What is the treatment for anaphylaxis?
The first line treatment for anaphylaxis is epinephrine. It’s the ONLY medication proven to stop a life-threatening allergic reaction. Epinephrine needs to be given as soon as anaphylaxis symptoms occur.
Any delay in administering epinephrine greatly increases the chance of hospitalization. Delaying or failing to use epinephrine has been associated with fatalities.
What is epinephrine?
Epinephrine is a form of adrenaline, a hormone that naturally occurs in the body.
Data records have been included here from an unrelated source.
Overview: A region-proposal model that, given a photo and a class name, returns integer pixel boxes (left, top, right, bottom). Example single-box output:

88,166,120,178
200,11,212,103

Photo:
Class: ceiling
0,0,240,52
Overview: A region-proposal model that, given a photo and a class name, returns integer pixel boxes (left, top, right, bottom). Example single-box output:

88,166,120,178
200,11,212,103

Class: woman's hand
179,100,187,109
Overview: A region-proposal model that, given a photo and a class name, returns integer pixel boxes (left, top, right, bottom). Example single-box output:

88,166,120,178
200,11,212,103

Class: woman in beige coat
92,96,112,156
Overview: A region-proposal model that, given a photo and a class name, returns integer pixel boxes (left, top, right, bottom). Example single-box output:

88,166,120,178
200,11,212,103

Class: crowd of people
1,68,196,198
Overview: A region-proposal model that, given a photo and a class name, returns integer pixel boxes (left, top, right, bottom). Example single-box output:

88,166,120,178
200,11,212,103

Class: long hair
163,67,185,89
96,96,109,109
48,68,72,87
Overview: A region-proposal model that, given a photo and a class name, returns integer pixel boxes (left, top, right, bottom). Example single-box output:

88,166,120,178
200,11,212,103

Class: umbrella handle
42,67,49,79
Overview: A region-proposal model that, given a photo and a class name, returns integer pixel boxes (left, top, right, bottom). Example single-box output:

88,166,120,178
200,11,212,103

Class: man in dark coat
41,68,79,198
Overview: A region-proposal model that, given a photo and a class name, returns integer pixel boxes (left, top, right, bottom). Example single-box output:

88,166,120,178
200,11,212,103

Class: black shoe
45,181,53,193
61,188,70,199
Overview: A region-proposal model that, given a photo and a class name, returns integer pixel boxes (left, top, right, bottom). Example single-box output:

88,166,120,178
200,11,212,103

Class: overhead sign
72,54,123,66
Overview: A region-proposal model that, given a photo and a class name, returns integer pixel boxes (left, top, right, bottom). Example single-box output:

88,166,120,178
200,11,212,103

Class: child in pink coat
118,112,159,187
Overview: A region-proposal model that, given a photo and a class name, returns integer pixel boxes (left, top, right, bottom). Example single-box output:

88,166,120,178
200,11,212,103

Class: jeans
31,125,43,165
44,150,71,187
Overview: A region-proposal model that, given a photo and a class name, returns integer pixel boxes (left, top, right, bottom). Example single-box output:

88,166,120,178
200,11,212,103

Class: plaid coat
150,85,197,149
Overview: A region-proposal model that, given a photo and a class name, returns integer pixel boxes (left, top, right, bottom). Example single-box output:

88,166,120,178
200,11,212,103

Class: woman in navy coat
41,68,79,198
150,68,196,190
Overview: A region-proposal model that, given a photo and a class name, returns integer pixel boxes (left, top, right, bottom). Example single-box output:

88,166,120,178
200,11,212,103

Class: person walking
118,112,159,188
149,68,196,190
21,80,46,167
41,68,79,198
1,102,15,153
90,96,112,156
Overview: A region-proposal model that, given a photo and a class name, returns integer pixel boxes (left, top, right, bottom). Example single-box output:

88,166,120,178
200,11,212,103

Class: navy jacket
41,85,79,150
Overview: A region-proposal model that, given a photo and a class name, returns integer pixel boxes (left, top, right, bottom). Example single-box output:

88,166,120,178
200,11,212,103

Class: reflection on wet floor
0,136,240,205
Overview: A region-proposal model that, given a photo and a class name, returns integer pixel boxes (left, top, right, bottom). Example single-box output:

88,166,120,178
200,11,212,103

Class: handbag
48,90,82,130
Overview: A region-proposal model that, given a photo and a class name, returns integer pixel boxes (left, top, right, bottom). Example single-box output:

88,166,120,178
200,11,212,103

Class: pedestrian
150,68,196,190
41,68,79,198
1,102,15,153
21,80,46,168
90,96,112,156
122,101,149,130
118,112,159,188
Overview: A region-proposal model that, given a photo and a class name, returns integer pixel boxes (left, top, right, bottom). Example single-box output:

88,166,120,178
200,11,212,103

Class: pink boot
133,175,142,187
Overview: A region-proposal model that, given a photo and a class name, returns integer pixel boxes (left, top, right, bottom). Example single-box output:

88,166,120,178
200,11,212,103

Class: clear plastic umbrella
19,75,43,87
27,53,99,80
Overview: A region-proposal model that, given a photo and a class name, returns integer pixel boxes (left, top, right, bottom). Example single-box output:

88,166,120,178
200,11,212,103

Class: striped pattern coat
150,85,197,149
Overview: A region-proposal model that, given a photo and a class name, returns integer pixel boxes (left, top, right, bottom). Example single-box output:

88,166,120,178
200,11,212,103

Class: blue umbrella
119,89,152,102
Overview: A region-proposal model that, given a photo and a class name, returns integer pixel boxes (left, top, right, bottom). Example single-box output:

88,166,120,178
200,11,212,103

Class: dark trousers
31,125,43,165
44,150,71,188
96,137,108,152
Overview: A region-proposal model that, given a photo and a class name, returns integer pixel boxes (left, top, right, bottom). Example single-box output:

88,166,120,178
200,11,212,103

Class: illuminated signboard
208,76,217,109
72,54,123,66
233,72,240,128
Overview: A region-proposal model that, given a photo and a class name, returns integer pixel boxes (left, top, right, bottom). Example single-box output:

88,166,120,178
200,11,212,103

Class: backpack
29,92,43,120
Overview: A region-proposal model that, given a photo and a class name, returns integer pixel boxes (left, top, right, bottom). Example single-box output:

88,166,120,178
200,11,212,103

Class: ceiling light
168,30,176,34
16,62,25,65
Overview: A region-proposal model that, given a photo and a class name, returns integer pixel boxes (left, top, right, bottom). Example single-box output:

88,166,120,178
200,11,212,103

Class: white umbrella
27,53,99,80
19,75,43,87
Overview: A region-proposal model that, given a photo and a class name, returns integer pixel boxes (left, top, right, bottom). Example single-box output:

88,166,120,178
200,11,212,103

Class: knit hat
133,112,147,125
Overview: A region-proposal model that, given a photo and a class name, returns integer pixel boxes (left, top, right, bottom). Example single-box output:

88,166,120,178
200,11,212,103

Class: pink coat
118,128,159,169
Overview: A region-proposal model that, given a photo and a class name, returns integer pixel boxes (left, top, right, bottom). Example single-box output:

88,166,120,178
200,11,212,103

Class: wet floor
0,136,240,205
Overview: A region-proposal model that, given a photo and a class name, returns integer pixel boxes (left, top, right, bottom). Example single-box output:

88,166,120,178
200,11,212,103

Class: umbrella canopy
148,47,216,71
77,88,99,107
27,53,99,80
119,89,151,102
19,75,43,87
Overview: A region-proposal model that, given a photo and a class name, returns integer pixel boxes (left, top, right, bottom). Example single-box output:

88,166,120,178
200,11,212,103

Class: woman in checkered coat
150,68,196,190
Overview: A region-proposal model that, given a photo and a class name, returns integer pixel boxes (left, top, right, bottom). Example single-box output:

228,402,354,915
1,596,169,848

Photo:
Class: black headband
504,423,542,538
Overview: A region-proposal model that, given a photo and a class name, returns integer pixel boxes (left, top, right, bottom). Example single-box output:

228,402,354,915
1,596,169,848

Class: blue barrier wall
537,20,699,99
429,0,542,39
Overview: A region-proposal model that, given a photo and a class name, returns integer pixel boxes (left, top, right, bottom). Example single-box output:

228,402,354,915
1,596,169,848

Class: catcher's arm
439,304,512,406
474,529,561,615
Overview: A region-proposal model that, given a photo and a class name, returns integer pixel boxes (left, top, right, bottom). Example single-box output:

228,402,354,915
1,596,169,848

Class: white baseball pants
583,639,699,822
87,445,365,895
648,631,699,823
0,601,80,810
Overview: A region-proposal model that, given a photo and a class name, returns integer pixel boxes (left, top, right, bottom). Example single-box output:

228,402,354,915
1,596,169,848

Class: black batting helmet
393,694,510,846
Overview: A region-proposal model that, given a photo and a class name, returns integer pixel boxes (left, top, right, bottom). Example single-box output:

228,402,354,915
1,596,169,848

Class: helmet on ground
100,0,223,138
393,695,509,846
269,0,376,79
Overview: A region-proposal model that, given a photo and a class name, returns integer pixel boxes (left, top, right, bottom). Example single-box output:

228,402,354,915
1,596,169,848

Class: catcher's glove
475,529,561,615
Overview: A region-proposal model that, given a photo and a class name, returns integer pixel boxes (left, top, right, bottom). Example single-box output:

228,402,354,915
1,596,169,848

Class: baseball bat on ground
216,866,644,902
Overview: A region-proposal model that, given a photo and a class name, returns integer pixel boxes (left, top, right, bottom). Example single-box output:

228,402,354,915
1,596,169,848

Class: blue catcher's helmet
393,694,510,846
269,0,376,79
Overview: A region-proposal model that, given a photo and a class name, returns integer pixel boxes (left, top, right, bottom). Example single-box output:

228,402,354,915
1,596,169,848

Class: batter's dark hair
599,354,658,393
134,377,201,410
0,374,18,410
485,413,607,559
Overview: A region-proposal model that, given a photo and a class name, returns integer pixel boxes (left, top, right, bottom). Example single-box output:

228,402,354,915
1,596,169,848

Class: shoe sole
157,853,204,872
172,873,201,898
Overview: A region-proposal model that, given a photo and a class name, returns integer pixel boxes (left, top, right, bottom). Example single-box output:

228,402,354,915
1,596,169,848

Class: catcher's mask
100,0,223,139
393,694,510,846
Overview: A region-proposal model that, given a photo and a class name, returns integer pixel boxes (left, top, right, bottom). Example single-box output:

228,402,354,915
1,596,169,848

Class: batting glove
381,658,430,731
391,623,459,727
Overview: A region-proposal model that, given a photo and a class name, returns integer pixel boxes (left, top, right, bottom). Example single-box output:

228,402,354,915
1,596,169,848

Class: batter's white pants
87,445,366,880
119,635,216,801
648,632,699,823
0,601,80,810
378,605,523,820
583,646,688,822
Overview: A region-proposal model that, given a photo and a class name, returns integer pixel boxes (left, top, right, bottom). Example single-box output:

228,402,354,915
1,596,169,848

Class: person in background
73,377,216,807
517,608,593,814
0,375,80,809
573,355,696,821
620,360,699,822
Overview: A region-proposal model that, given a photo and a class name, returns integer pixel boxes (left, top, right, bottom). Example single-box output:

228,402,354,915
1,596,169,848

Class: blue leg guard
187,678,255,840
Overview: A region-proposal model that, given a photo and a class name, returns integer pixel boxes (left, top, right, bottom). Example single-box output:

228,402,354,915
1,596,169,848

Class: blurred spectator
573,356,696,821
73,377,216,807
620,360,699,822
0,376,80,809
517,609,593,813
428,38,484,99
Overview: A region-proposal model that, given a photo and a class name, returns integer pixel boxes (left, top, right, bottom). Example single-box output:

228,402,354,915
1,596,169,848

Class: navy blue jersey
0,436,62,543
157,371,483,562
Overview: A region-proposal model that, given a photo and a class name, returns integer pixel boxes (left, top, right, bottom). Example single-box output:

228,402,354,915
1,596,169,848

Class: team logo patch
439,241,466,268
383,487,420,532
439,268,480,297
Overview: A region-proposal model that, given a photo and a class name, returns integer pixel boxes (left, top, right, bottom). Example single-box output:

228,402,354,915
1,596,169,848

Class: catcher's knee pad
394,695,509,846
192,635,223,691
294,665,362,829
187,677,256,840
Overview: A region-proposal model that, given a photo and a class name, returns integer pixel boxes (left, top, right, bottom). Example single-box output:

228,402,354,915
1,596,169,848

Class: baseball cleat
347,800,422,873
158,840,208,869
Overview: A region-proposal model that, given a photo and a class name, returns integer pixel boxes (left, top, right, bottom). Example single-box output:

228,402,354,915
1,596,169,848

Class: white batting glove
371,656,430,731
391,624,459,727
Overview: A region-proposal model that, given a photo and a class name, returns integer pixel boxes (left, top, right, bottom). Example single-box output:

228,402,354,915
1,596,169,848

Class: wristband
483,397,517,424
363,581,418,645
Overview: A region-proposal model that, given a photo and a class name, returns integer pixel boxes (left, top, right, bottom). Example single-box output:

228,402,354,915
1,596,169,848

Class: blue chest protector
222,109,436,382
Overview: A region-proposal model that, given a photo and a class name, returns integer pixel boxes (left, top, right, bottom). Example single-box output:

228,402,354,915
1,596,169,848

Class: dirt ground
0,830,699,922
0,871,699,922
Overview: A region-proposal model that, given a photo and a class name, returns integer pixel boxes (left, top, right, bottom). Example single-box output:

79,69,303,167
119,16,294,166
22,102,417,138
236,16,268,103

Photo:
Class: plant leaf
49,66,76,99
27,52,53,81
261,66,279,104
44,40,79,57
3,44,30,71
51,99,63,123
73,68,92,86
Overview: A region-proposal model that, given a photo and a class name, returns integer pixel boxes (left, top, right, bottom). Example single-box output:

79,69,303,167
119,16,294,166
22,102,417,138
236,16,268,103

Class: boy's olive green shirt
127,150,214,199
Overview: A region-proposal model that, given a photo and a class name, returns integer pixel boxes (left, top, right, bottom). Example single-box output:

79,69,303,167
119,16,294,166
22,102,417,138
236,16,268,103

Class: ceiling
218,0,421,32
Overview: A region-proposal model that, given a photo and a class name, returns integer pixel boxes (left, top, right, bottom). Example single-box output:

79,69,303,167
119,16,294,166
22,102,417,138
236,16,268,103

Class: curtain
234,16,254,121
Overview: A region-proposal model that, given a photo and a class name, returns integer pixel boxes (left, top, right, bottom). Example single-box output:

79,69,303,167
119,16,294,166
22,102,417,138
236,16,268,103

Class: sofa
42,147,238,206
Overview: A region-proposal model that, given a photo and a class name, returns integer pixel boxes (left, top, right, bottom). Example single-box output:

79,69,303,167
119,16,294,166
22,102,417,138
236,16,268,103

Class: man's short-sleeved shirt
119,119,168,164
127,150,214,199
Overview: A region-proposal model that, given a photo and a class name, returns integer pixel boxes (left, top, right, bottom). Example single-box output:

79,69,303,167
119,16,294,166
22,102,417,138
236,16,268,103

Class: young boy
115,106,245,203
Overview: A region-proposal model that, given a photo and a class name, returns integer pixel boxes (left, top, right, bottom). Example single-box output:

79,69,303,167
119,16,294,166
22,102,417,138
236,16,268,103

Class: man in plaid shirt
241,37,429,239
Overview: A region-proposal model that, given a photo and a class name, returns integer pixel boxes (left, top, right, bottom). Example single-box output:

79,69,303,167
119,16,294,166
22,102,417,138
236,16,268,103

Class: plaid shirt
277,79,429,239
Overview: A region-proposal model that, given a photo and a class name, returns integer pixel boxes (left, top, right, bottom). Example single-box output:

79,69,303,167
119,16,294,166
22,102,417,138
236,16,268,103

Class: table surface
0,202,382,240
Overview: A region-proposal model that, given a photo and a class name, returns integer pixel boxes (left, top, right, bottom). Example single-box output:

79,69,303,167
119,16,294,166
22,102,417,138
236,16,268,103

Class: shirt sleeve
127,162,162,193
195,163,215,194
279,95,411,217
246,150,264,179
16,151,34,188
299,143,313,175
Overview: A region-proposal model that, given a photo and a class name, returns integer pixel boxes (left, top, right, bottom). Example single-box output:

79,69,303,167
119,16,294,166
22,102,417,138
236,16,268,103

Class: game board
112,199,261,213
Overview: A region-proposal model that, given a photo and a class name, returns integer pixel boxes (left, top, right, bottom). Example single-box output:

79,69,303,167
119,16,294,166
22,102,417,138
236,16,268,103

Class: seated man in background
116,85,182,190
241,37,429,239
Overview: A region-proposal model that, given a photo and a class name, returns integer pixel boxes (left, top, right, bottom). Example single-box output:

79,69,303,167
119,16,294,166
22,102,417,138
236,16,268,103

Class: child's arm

It is also used as a life-saving medication to treat anaphylaxis. Epinephrine is given using an auto-injector or injection into the muscle in the outer thigh.
How does epinephrine work?
When epinephrine is given by injection, it increases your heart rate and blood pressure as well as relaxes the muscles in the airways. It reverses swelling and suppresses the body’s immune system’s response to allergens. Epinephrine reverses the symptoms of anaphylactic shock and temporarily halts the allergic reaction.
Epinephrine is the ONLY drug that will reverse anaphylaxis and should be given as soon as symptoms appear.
Any delay in giving epinephrine greatly increases the chance of hospitalization. Deaths due to anaphylaxis are often associated with either delaying the use of epinephrine or not using it at all.
How do you use an epinephrine injector?
Epinephrine injectors contain a premeasured dose of epinephrine. Two different strengths are available for treating different body weights.
There are several different brands of epinephrine injectors available. Each has its own operating instructions. Be sure to visit the website of the device you are using so you can view the training video and learn how to operate the specific device you have.
Some epinephrine treatments are available as an auto-injector while some are a pre-filled syringe. Be sure you know what your prescribed device is.
General step-by-step instructions for epinephrine auto-injectors
Epinephrine auto-injectors are easy to use and come with clear instructions. The device’s needle sits protected inside the device until you inject it. Ask your doctor for training on how to correctly use an epinephrine auto-injector; manufacturers’ websites may also provide detailed steps and how-to videos.
- Pull off the safety cap or needle covering.
- Inject the epinephrine into the outer thigh; avoid the buttocks area. The needle is designed to go through clothing if necessary. Hold the leg and keep it steady while you inject the epinephrine.
- Once injected, follow the device’s instructions for how long to keep it in place — usually several seconds — until all the epinephrine is delivered.
- Remove the device and massage the injection site for 10 seconds.
- Call 911 immediately. Tell the dispatcher you just used epinephrine to treat a suspected anaphylactic reaction. Make arrangements for transport to an emergency department for additional treatment. Side effects may include uncontrollable shaking or twitchiness and feelings of panic or anxiety. These should subside within a few minutes or an hour.
Maintaining Your Epinephrine Injector
Store your epinephrine injectors as close to room temperature as possible. Leaving them in extremely hot or cold temperatures can make the epinephrine ineffective or cause the injector to malfunction. Do not store them in your car or in a refrigerator.
When outside, you need to keep your epinephrine injector close at hand, so pack it in a purse or backpack.
Keep your epinephrine injectors out of direct sunlight; this can cause the epinephrine to oxidize (combine with oxygen, changing the makeup of the drug) and become ineffective. Oxidized epinephrine will appear dark or have solid particles in it. Epinephrine can also oxidize on its own over time, so check your device regularly to be sure the liquid inside is clear.
Epinephrine injectors have an expiration date and they should be replaced as soon as they expire. (However, if all you have is an outdated auto-injector in an emergency, use it as it may provide some benefit.) Check the date on your devices regularly, including backups that may be in a school nurse’s office or at a family member’s house.